VARIACOES = read.csv("dados/variacoes.indices.csv", header = TRUE, sep = ";", dec = ",");
VARIACOES$Data = as.Date(VARIACOES$Data, format="%d/%m/%y");
VARIACOES[,3:19] = tanh(VARIACOES[,3:19]/5); #Normalizando . inverso seria log(sqrt( (1 + y) / (1 - y)) *5, base = exp(1))
########## ########## ########## ########## ########## ##########
inicial = list();
treinamentos = list();
validacoes = list();
#Define dados iniciais para treinamento e dados de validacao para cenário 1
inicial[[1]] = emf.rna.read.csv.files(
cenario = "TRE 01", qtIn = 4, qtHid = 4, qtOut = 1,
X = as.matrix( VARIACOES[1:41, c("SPX", "MXX", "IPSA", "MERV")] ), #Define datas e bolsas (entre dias 01-abr-2016 e 31-mai-2016!)
YD = as.matrix( VARIACOES[2:42, c("BVSP")] ) )
validacoes[[1]] = inicial[[1]];
validacoes[[1]]$cenario = "VAL 01";
validacoes[[1]]$X = as.matrix( VARIACOES[42:63, c("SPX", "MXX", "IPSA", "MERV")] );
validacoes[[1]]$YD = as.matrix( VARIACOES[43:64, c("BVSP")] );
#Define treinamento e validacao para cenário 2
inicial[[2]] = emf.rna.read.csv.files(
cenario = "TRE 02", qtIn = 4, qtHid = 3, qtOut = 1,
X = as.matrix( VARIACOES[1:41, c("SPX", "MXX", "IPSA", "MERV")] ), #Define datas e bolsas (entre dias 01-abr-2016 e 31-mai-2016!)
YD = as.matrix( VARIACOES[2:42, c("BVSP")] ) )
validacoes[[2]] = inicial[[2]];
validacoes[[2]]$cenario = "VAL 02";
validacoes[[2]]$X = as.matrix( VARIACOES[42:63, c("SPX", "MXX", "IPSA", "MERV")] );
validacoes[[2]]$YD = as.matrix( VARIACOES[43:64, c("BVSP")] );
#Define treinamento e validacao para cenário 3
inicial[[3]] = emf.rna.read.csv.files(
cenario = "TRE 03", qtIn = 4, qtHid = 8, qtOut = 1,
X = as.matrix( VARIACOES[1:41, c("SPX", "MXX", "IPSA", "MERV")] ), #Define datas e bolsas (entre dias 01-abr-2016 e 31-mai-2016!)
YD = as.matrix( VARIACOES[2:42, c("BVSP")] ) )
validacoes[[3]] = inicial[[3]];
validacoes[[3]]$cenario = "VAL 03";
validacoes[[3]]$X = as.matrix( VARIACOES[42:63, c("SPX", "MXX", "IPSA", "MERV")] );
validacoes[[3]]$YD = as.matrix( VARIACOES[43:64, c("BVSP")] );
#Define treinamento e validacao para cenário 4
inicial[[4]] = emf.rna.read.csv.files(
cenario = "TRE 04", qtIn = 3, qtHid = 3, qtOut = 1,
X = as.matrix( VARIACOES[1:41, c("FTSE", "GDAXI", "FCHI")] ),
YD = as.matrix( VARIACOES[2:42, c("BVSP")] ) )

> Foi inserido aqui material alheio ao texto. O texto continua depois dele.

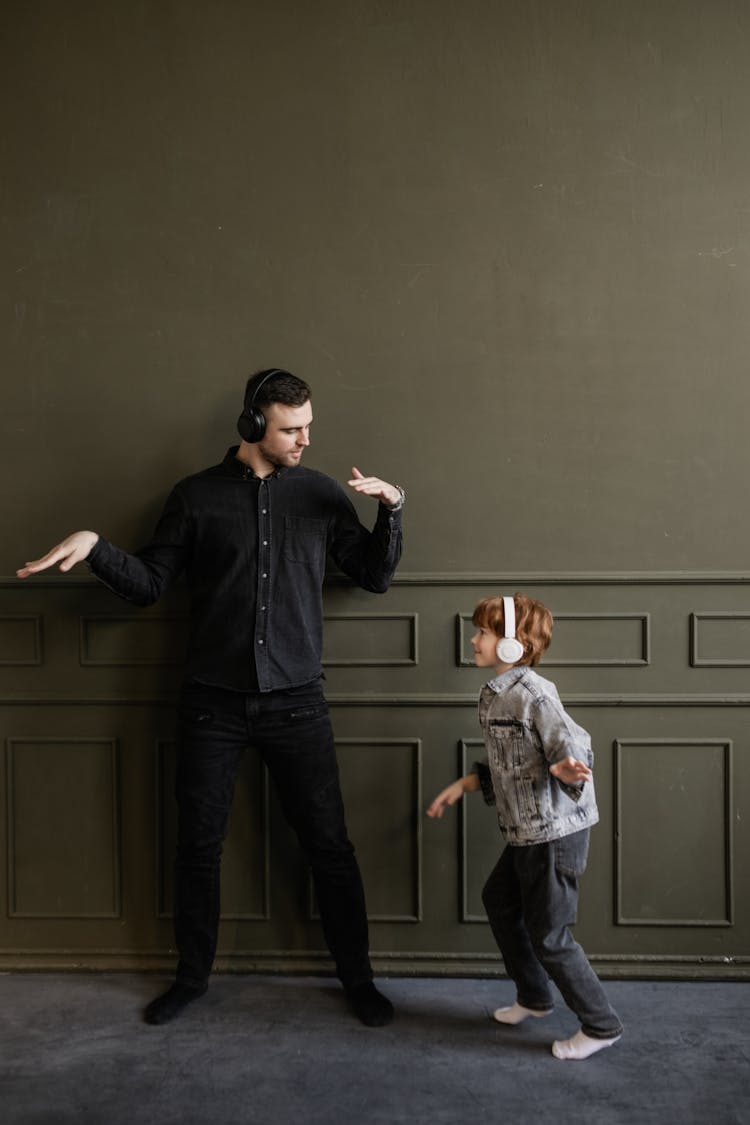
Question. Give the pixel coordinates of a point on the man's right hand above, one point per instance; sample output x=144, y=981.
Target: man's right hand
x=72, y=550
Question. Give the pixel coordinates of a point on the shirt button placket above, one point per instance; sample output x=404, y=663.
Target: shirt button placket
x=263, y=579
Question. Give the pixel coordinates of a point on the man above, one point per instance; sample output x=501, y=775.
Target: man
x=252, y=536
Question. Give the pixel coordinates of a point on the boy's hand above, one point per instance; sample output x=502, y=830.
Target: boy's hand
x=445, y=799
x=570, y=771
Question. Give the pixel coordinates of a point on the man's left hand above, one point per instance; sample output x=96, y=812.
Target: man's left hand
x=373, y=486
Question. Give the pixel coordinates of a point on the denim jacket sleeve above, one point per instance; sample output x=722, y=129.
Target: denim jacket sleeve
x=562, y=738
x=369, y=558
x=143, y=576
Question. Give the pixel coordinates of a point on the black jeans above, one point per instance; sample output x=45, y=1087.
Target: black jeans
x=531, y=900
x=291, y=730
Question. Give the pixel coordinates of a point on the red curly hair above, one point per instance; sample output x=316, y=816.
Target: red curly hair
x=533, y=624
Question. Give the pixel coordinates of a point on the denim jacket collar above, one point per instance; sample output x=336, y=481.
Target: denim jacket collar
x=506, y=680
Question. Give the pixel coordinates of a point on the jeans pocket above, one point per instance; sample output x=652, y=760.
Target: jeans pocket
x=571, y=853
x=195, y=716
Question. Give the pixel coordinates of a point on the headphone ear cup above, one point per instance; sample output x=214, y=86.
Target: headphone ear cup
x=251, y=424
x=509, y=650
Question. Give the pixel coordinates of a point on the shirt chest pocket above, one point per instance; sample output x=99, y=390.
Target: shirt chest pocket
x=304, y=540
x=506, y=743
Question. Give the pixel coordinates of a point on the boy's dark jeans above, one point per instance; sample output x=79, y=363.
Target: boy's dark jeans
x=531, y=899
x=291, y=730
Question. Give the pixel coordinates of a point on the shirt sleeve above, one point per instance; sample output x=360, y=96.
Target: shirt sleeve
x=143, y=576
x=369, y=558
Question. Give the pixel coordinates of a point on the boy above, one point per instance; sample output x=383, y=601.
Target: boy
x=539, y=775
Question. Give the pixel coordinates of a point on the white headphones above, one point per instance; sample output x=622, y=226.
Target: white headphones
x=508, y=649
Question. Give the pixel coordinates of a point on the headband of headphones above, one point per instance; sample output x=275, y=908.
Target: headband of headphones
x=251, y=422
x=508, y=649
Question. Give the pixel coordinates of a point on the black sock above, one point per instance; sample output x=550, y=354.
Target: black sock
x=370, y=1006
x=172, y=1002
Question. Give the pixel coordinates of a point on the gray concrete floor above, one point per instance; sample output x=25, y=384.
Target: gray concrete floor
x=277, y=1050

validacoes[[4]] = inicial[[4]];
validacoes[[4]]$cenario = "VAL 04";
validacoes[[4]]$X = as.matrix( VARIACOES[42:63, c("FTSE", "GDAXI", "FCHI")] );
validacoes[[4]]$YD = as.matrix( VARIACOES[43:64, c("BVSP")] );
##### ##### ##### ##### ##### ##### ##### ##### ##### LOOP de execuções !!!!! !!!!!
for( k in 1 : 4){
#1 - Forward da rede inicial!
redeTre = inicial[[k]] #Copia rede a ser treinada do vetor de redes (isola)
redeTre = emf.rna.forward(redeTre)
corretos = which(emf.rna.var.to.label(cbind(redeTre$YD)) == emf.rna.var.to.label(cbind(redeTre$Y)))
cat("[", redeTre$cenario, "]", "Erro inicial: ", redeTre$ET, ", Acurácia inicial: ", length(corretos) / length(redeTre$Y) * 100.0, "%", "\n")
inicial[[k]] = redeTre; #Armazena rede inicial ativada no vetor de redes
#2 - Treina rede para o cenário recebido para américas
for(i in 1:100000){
redeTre = emf.rna.backward(rna = redeTre, alpha = runif(1, min=0.1, max=0.9))
corretos = which(emf.rna.var.to.label(cbind(redeTre$YD)) == emf.rna.var.to.label(cbind(redeTre$Y)))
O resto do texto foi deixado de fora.